“Coo, posh, aren’t ya?” said Jim with a grin. He extended a filthy hand with black-rimmed nails, and Nicky gingerly shook it. “Pleased to meet you, Nicky. Well, go on, get them boots off.”
Nicky sat down to pull off his boots. Jim watched curiously. “Gimpy leg, eh?”
Nicky didn’t respond, but the shame crept back.
“Me da had a gimpy leg, too, sort of. Shark bit half his leg off. Didn’t stop Da, but. Got himself a peg leg, didn’t he?” Jim said cheerfully. “Well, you get on with fetching your slipper. I gotta get on. I made a real find this morning.” He disappeared behind a scraggly bush and reappeared lugging a battered and muddy portmanteau.
Nicky had no trouble recognizing it. “That’s our portmanteau!”
“It’s mine. I saw it first. Rules of salvage.” Jim said and heaved it onto the handcart.
“But it belongs to me.”
Jim snorted rudely. “My arse it does! I found it on the beach this morning, and I hauled it all the way up here, so it’s mine!”
“But it contains all the possessions Mama and I have!”
“Good try, but I wasn’t born yesterday. Finders keepers. You get the slipper, I get this.” He pulled out a piece of string to tie the portmanteau to the cart.
Nicky ran forward and tried to pull the portmanteau off him. “No! It’s not yours. You can’t have it!”
Jim shoved Nicky backward hard and stood over him with clenched fists. “Try and stop me.”
“Very well.” Nicky scrambled to his feet and put up his fists, ready to fight the bigger boy. He’d had lessons in the art of pugilism. He moved closer and jabbed at the boy. In return, Jim swung a punch, then followed it with a hard kick to Nicky’s bad leg. With a cry of pain, Nicky went sprawling in the mud.
As he struggled to stand again, his fingers encountered a stone, and remembered Mr. Renfrew’s advice to his mother. Seizing the stone, he ran at the boy, yelling at the top of his voice, and hit him hard on the nose.
There was a horrid sound, the boy’s dirty face blossomed with blood and he fell to the ground. Nicky stared in horror, and dropped the stone. He had not meant to hurt the boy, just stop him from stealing the portmanteau.
“What the devil is going on!” Mr. Renfrew exclaimed from behind. “Who is that?
Nicky’s lip trembled. “His name is Jim, and I think I have killed him!”
Four
Callie woke slowly, coming to consciousness as if gradually floating to the surface of a very deep lake. She awoke feeling safe…cared for.

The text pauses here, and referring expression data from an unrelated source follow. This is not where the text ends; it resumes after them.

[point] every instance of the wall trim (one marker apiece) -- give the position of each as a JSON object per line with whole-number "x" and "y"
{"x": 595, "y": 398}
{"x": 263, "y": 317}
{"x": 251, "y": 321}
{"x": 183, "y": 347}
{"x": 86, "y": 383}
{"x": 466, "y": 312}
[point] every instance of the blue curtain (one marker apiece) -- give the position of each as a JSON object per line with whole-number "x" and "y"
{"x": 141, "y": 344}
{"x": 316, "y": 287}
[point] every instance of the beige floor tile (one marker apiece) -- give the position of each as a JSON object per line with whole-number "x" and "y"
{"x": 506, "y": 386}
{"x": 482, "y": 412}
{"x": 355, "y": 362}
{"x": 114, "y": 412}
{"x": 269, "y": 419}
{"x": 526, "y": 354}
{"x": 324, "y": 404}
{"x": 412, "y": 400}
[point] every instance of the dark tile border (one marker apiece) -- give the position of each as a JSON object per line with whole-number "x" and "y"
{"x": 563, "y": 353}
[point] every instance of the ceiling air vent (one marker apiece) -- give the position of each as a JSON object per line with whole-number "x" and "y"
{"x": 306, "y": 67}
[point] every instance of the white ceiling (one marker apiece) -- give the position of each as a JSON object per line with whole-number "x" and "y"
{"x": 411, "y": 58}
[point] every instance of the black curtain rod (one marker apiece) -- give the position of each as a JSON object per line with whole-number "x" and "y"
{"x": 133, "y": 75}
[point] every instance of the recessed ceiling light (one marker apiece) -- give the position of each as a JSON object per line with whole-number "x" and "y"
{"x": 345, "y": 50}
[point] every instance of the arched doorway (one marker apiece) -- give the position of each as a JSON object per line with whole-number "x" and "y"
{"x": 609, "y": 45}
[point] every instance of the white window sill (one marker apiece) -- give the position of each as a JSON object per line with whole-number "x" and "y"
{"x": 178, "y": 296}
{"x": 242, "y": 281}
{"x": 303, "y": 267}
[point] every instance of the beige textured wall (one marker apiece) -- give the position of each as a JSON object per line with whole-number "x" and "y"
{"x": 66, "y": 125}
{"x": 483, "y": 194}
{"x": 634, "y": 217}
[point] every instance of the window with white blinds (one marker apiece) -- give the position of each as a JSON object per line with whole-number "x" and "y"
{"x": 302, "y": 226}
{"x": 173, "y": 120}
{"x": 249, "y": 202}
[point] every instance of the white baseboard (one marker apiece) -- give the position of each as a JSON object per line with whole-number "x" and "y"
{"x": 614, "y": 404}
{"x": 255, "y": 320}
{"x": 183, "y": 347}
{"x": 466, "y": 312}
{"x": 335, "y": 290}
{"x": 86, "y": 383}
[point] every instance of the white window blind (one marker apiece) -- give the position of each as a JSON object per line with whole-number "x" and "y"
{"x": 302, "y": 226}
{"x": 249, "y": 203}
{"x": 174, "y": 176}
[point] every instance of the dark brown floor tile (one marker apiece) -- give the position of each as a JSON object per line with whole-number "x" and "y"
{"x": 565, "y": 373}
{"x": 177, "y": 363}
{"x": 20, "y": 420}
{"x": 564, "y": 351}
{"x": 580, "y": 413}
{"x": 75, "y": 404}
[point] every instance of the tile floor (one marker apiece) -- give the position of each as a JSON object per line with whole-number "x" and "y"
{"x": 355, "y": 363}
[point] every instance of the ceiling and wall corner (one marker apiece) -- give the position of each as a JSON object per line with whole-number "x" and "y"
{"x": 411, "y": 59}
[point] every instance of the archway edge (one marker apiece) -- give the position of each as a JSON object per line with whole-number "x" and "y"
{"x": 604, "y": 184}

Stupid. Dreaming foolish dreams again. Painful dreams. Dreams that made her ache inside. Dreams forgirls, not a woman like Callie. She had done with such things. She knew better now.
She had the love of her son. That should be enough for anyone. And Tibby loved her, too, she knew. A son and a friend; more than many people had, she told herself.

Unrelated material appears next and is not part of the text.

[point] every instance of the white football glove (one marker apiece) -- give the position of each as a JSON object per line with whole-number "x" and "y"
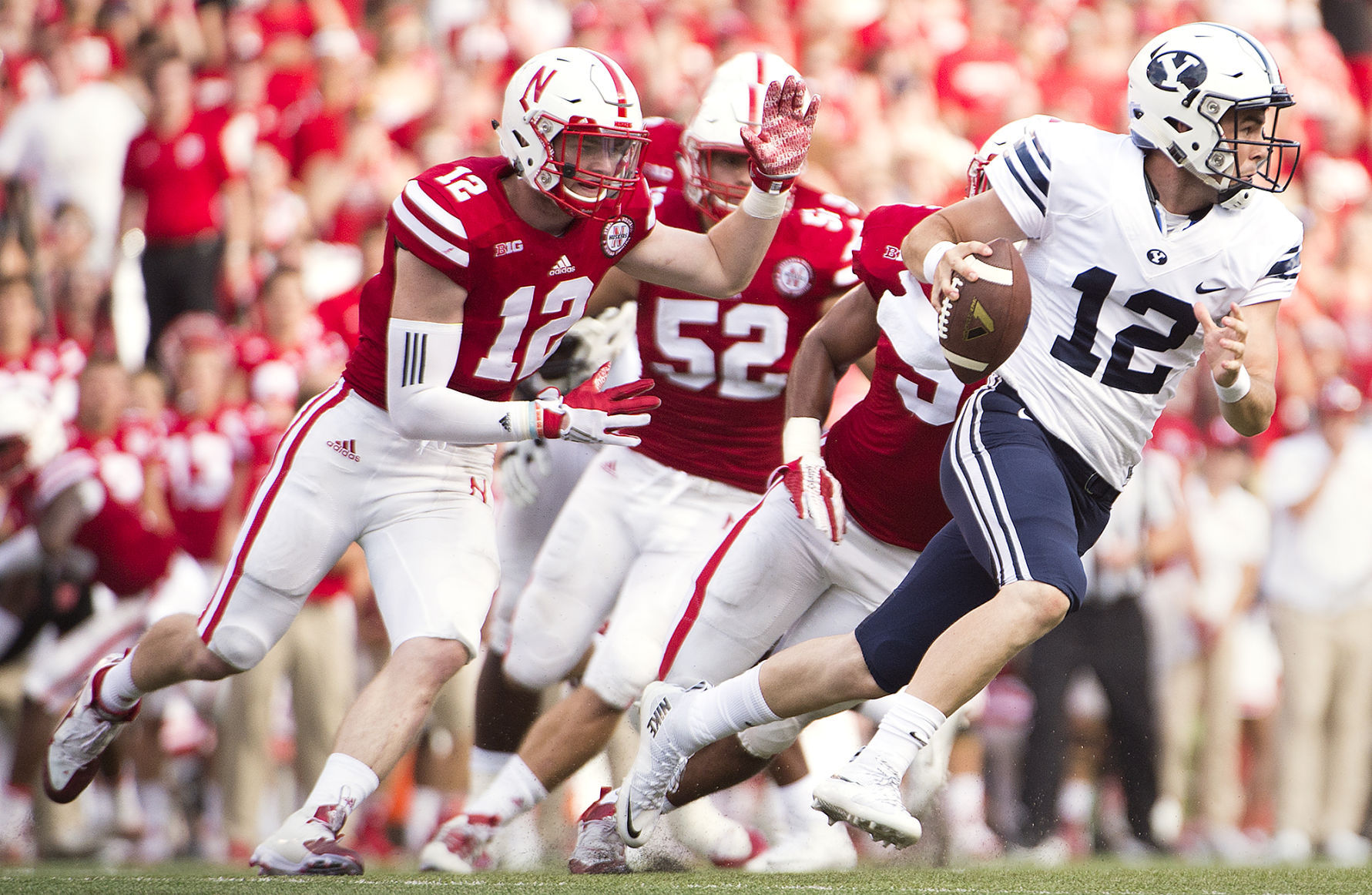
{"x": 814, "y": 491}
{"x": 588, "y": 415}
{"x": 522, "y": 471}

She reached out to check Nicky as she did countless times in the night. These days she always slept with him in touching distance. She did not dare to let him sleep alone.
Her fingers only found sheets, cold and empty.
Nicky! Her eyes flew open and she sat up. Scarcely stopping to fling a rug around her shoulders for modesty’s sake, she ran down the stairs in bare feet.
“Where’s my son?” Callie burst into the kitchen. “What have you done with him?”
“Your boy?” Mrs. Barrow looked up from the pot she was stirring. “He’ll be off in the stables or sommat, I expect.” She smiled at Callie. “No need to ask you how you slept. Like death warmed through, you were last night and here you are, blooming and—”
“Where have they taken him?” Callie demanded.
“Who?” Mrs. Barrow frowned. “Nobody’s taken your boy anywhere, don’t you fret. He’ll turn up when his stomach reminds him. Boys always do.”
Callie searched the woman’s broad, ruddy face for lies, but could see nothing but placid honesty. “Nicky isn’t the sort of boy to run off.”
“Well, I’ve been working down here since just after sunup.” Mrs. Barrow nodded at a bowl of apples on the sideboard. “Someone took some apples. And the outside door was unbolted when I came down. He’ll be in the stables. That’s where boys usually go.”